Nepal is a major destination for Israeli families seeking surrogate mothers to bear their children. Following Saturday’s disaster, families of 26 babies recently born to Israelis in the Asian nation appealed to the Israeli government to help bring their children to Israel as quickly as possible, citing the newborns’ fragile state and the current harsh conditions in Nepal, which could endanger them.
Interior Minister Gilad Erdan waived the usual bureaucratic hurdles to bringing the children into the country in the wake of the quake. The newborns are all expected to arrive with Israeli rescue missions in the next few days.
With fears rising of food and water shortages, Nepalis were rushing to stores and gas stations to stock up on essential supplies in the capital Kathmandu.
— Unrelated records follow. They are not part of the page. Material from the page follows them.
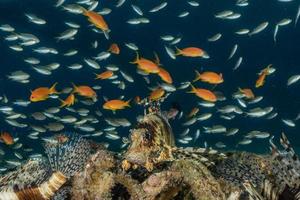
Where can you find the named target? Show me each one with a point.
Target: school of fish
(123, 73)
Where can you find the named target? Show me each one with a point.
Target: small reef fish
(114, 48)
(204, 94)
(209, 77)
(116, 104)
(262, 76)
(191, 52)
(146, 65)
(165, 75)
(42, 93)
(96, 19)
(85, 91)
(105, 75)
(247, 92)
(69, 101)
(7, 138)
(157, 94)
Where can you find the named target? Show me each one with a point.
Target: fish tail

Saturday’s 7.8-magnitude quake is the Himalayan nation’s deadliest disaster in more than 80 years.
More than 100 people have been killed in neighboring India and China while a further 7,900 people were injured in Nepal.
Senior disaster management official Rameshwor Dangal said the toll in Nepal could jump once rescuers discovered the full extent of devastation in villages outside Kathmandu.
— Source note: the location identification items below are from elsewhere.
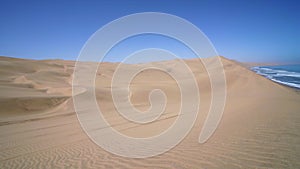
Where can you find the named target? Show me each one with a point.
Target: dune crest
(39, 128)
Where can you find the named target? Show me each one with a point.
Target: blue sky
(242, 30)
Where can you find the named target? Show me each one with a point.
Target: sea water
(284, 74)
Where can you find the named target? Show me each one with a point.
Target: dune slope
(39, 128)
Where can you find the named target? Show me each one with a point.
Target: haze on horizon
(256, 31)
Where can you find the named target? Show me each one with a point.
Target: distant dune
(260, 127)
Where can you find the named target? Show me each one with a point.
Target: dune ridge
(39, 128)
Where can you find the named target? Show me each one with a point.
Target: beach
(39, 127)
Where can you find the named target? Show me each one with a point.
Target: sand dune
(39, 128)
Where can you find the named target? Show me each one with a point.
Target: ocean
(284, 74)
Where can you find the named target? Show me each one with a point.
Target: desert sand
(260, 127)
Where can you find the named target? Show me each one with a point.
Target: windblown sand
(39, 128)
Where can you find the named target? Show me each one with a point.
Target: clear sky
(256, 31)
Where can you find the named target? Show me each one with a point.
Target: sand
(39, 128)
“Rescue operations are underway, and in many places where buildings have collapsed there might be people trapped,” Dangal, the home ministry’s national disaster management chief, told AFP.
“We are also in the process of getting information from villages, and these will add to the death toll.”
Families who work in Kathmandu were packing onto buses, some even sitting on the roofs, leaving the city, many for their home villages to determine the damage there.
Mothers clutching children and men hauling bags were seen bargaining with drivers of the many buses clogging the roads out of the capital.
The exodus came as international rescue teams with sniffer dogs raced to find survivors buried in rubble, and teams equipped with heavy cutting gear and relief supplies landed at the nation’s only international airport.
Elisabeth Byrs, a spokeswoman for the UN’s World Food Program, told AFP the agency would launch a “large, massive operation” with the first plane carrying rations set to arrive on Tuesday.
The Nepalese rescuers were being joined by hundreds of foreign aid workers from countries including China, India and the United States.
Hospitals have been overwhelmed, with morgues overflowing and medics working flat out to cope with an endless stream of victims suffering trauma or multiple fractures.
The quake’s epicenter was around 73 kilometers (45 miles) east of the town of Pokhara, the country’s center for adventure sports. An AFP correspondent reported the town had been largely unaffected and tourists were continuing their vacations.
Nepal and the rest of the Himalayas, where the Indian and Eurasia tectonic plates collide, are particularly prone to earthquakes.
A 6.8 magnitude quake hit eastern Nepal in August 1988 killing 721 people, and a magnitude 8.1 quake killed 10,700 people in Nepal and India in 1934.